If you called in to the Prayer Garden in the corner of Dock Cafe over the Summer, you’ll have noticed (you couldn’t miss it!) an explosion of creativity and energy in every corner of the garden – prayers in different languages, different styles for different reasons and places. All the result of Abby’s hard work: she set up some new prayer stations at the beginning of the summer and then watched the garden grow… These are her reflections on the process:
Gardening takes time and patience. I know, I tried my hand at gardening last summer! It wasn’t a complete loss but neither was it a glorious success. What I learned through that experience was that gardening can also involve a bit of trial and error. If you’re going to go in for it, then you need to be willing to go through the errors and still put the effort in to try again next time.
Why, dear people of Dockland, am I spouting these somewhat clichéd thoughts on gardening? Because this summer, the experimentation was a bit different. This summer the gardening was a prayer garden.
I was well impressed when I saw freshly opened prayer garden at the Dock Café earlier this year! Since I live in Dublin now I’m not such a frequent visitor to the Dock as I might like to be. But every time I do make it back I notice all sorts of exciting new developments and improvements!
I could see how nicely the space had been prepared: just sectioned off enough from the rest of the café to give it a secluded feel without being intimidating, cushions, artwork, fabulous faux grass, plus some real live and growing plants, and oh so much delicious blank wall space! Those blank walls…they were just begging to be put to some creative use…
And that folks, is how ideas are born: blank walls and a little bit of free time on one’s hands! I asked Chris about using the space during July, since I’d be up in Belfast for an extended visit, and putting up resources for prayer that people could take advantage of any time they visited the garden.
Chris was open to the idea, in fact completely encouraging of it, and basically said ‘go for it!’
I gave it a bit of thought and prayer and felt that a two-fold theme might suit this first, ‘prayer theme’ venture for the Dock: ‘Praying for Belfast, Praying for the World’. July can be a difficult month for Belfast; it’s a time when the city can’t have enough prayer, really. But I also wanted to remind people of other issues in the world, other areas where people are facing danger and deprivation beyond what we are accustomed to in our ‘everydays’, and to encourage people to remember these places in prayer as well. For this I used resources from two organisations: Open Doors, a group that serves persecuted Christians and raises awareness, and International Justice Mission, a human rights organisation focusing on human trafficking and sexual exploitation. Both of these organisations provide both the facts and figures and real human stories, in short compelling resources to prompt people to pray.
A bit (but not much) furniture rearranging and the prayer garden was then ready for to make the most of those blank walls! There was Belfast wall, with a map of the city around which people were invited to add the names of groups and organisations doing good community work so that visitors could keep these in prayer during the summer months. Then there was the international wall, with a huge world map and a selection of new stories from conflict areas around the world. People were also invited to add their prayers to this map as well. Another section highlighted International Justice Mission’s work and a final section gave people the opportunity to write notes of encouragement to people in areas of persecution through Open Doors.

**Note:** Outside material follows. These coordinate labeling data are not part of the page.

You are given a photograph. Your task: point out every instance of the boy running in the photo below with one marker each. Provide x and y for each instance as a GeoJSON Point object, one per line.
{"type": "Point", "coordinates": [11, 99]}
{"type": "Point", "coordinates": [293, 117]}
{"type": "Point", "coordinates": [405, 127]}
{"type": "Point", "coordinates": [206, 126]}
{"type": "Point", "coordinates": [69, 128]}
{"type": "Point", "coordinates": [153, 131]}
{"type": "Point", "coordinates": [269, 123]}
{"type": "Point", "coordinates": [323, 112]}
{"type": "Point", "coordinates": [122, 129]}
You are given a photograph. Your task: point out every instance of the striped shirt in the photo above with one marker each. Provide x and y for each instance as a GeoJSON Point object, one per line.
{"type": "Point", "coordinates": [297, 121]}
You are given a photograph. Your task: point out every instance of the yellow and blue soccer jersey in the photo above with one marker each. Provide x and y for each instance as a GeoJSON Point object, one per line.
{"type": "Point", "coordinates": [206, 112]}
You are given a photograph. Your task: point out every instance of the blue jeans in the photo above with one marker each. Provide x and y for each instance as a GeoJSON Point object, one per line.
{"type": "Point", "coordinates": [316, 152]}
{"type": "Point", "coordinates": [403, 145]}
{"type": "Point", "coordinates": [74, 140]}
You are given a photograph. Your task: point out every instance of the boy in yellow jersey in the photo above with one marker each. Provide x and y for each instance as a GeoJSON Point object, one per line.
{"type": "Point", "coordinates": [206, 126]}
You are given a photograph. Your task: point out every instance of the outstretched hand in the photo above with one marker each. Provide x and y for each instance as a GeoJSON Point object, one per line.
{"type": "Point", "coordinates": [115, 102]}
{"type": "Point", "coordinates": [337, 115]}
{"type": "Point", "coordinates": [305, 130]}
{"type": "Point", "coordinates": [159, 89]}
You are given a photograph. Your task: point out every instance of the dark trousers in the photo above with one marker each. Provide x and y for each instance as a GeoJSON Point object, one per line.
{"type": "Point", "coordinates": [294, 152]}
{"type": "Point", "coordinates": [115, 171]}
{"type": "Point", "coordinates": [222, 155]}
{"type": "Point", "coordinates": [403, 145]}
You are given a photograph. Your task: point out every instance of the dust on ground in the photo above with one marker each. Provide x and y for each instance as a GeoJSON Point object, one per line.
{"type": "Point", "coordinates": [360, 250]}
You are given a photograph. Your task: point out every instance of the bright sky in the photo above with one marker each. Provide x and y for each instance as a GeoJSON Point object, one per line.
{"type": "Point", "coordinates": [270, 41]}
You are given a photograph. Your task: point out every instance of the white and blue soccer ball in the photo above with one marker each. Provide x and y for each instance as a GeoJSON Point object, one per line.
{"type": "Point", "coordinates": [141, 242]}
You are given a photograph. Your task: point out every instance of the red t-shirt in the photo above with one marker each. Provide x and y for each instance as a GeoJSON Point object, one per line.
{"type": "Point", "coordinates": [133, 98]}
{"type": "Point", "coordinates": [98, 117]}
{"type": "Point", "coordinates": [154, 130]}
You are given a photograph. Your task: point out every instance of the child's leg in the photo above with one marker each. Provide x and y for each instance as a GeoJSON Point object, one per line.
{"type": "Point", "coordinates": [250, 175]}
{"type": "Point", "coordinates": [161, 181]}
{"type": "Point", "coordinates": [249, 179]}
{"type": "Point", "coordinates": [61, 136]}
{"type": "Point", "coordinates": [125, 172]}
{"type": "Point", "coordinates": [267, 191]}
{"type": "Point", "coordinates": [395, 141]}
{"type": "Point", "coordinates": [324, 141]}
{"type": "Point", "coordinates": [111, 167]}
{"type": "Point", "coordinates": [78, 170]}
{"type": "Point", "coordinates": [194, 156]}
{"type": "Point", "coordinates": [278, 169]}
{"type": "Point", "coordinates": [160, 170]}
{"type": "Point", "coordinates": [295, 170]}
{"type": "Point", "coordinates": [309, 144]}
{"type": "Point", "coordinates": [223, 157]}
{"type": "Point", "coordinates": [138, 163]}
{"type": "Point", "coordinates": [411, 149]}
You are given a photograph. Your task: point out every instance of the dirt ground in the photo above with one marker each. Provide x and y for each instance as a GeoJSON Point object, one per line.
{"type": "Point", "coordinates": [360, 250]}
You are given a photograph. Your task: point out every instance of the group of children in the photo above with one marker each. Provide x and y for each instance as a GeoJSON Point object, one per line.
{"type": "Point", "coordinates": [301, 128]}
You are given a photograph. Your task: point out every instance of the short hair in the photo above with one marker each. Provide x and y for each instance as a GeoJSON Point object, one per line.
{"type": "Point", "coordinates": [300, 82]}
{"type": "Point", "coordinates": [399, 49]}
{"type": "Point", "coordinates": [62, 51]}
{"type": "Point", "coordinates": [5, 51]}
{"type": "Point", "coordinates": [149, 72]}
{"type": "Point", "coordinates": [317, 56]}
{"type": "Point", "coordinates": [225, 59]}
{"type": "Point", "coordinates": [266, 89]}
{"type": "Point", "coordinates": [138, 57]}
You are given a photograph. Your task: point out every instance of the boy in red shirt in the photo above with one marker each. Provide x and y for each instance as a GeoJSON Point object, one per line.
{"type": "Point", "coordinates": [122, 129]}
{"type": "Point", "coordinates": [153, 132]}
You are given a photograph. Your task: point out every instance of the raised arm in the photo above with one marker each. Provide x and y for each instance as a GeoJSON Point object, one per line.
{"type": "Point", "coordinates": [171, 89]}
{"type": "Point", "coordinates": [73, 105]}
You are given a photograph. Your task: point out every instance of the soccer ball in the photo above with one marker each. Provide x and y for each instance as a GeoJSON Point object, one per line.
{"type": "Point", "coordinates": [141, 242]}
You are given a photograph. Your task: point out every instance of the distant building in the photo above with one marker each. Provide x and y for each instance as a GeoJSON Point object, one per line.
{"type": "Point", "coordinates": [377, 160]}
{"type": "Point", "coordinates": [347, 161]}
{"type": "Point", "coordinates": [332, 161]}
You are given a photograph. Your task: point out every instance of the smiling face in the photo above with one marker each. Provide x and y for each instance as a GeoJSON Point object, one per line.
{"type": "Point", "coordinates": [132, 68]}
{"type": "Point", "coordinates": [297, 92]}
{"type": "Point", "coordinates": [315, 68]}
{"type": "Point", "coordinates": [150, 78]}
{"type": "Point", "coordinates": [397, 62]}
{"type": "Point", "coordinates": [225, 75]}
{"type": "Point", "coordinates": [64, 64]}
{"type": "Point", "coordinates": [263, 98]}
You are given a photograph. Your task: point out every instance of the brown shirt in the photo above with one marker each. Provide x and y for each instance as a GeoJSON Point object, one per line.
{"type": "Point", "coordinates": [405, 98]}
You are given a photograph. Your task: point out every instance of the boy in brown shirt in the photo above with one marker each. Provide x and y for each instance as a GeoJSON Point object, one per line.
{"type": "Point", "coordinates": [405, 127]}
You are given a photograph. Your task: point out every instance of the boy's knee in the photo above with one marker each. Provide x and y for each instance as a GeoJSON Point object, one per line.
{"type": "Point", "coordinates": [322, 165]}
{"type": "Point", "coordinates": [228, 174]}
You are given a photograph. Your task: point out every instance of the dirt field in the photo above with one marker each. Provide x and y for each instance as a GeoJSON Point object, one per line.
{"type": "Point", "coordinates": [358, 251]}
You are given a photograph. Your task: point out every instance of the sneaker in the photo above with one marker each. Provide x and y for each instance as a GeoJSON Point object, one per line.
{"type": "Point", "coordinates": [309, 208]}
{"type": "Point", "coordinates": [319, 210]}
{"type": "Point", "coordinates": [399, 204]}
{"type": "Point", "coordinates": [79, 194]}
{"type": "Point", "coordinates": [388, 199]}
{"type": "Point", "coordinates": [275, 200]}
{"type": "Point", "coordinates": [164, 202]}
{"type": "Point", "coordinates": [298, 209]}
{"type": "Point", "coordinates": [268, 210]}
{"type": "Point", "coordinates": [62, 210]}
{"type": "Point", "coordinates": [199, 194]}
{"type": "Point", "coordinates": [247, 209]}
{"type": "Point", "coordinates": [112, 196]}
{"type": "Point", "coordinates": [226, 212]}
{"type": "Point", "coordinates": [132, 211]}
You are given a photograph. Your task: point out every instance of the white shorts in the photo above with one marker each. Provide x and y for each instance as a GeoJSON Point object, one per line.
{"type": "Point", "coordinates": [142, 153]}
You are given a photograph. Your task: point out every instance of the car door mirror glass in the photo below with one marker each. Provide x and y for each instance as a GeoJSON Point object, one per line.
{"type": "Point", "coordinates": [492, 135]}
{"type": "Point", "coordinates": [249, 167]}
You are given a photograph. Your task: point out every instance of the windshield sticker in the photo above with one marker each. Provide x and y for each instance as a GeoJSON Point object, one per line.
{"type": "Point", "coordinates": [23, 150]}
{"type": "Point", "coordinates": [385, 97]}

Remember how I said trial and error is an integral part of gardening? There are some things I would probably do differently. Mostly I was just amazed to see how the garden did ‘grow’ over the six weeks that the displays were up. People added some remarkably touching prayers to the walls and to the tree in the centre of the garden. The Belfast wall metamorphosed to take in the World Police and Fire Games as the prayer garden was used to hold a prayer meeting for volunteers each morning. A sampling of the prayers that grew in the garden can be seen in the photos.
So, over to you people of Dockland. What might you envision sowing and nurturing in this precious prayer garden? It is a lovely space. It is visited by people from all sorts of backgrounds. How might you invite them to take time, listen to what the Spirit of God is saying and pray those things that are on God’s heart? Any ideas? Suggest them to Chris, I bet he’ll tell you to ‘go for it!’